On November 21, 2000, the PCRA court held a pre-hearing conference on the Commonwealth's motion. PCRA counsel reiterated her argument that appellant's brain damage rendered him incapable of earlier exercising his PCRA rights and thus qualified him under the after-discovered evidence exception to the PCRA time-bar. Counsel noted that she had spoken to a psychologist who informed her that when a person "become[s] lobotomized that you lose all sense of temporal awareness ... which might explain why [appellant] didn't really have the sense of time that would be necessary to meet this sort of deadline." N.T. 11/21/00, 2-3. Counsel added that she had a copy of the psychiatrist's report which was prepared for plea counsel in 1994. Counsel characterized the report as revealing that:

[appellant] functions as a lobotomized person because of the permanent damage due to the shot. This went through the frontal portion of his brain. He says that the brain damage he has received has caused serious impairment of his judgment and that he is in a permanent lobotomized state, which has markedly altered his personality function and interferes with his abstract thinking.

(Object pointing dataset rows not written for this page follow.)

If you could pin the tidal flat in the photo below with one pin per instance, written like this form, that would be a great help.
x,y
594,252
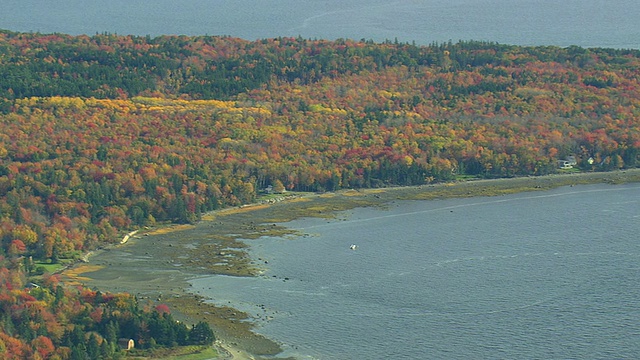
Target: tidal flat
x,y
156,264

Id. at 3. Counsel proffered that she would provide expert testimony on the effect of a lobotomy on the brain and "how it can recover," and also would offer testimony from appellant regarding his mental state "back in `93 and `94 and how through time and through the brain's ability to repair itself or compensate, he is moving forward in terms of his ability to read and comprehend." Id. at 3-4. The Commonwealth responded that no proof had been forwarded that appellant's brain injury affected his "ability to read or comprehend;" that the 1994 psychiatric report revealed that the part of the brain affected by the injury was that which governed emotions; that appellant was able to interact with the interviewer; that he had been serving as an interpreter while in prison before entering his plea; and that the plea colloquy itself revealed that the plea was intelligently and voluntarily entered. Id. at 4-5.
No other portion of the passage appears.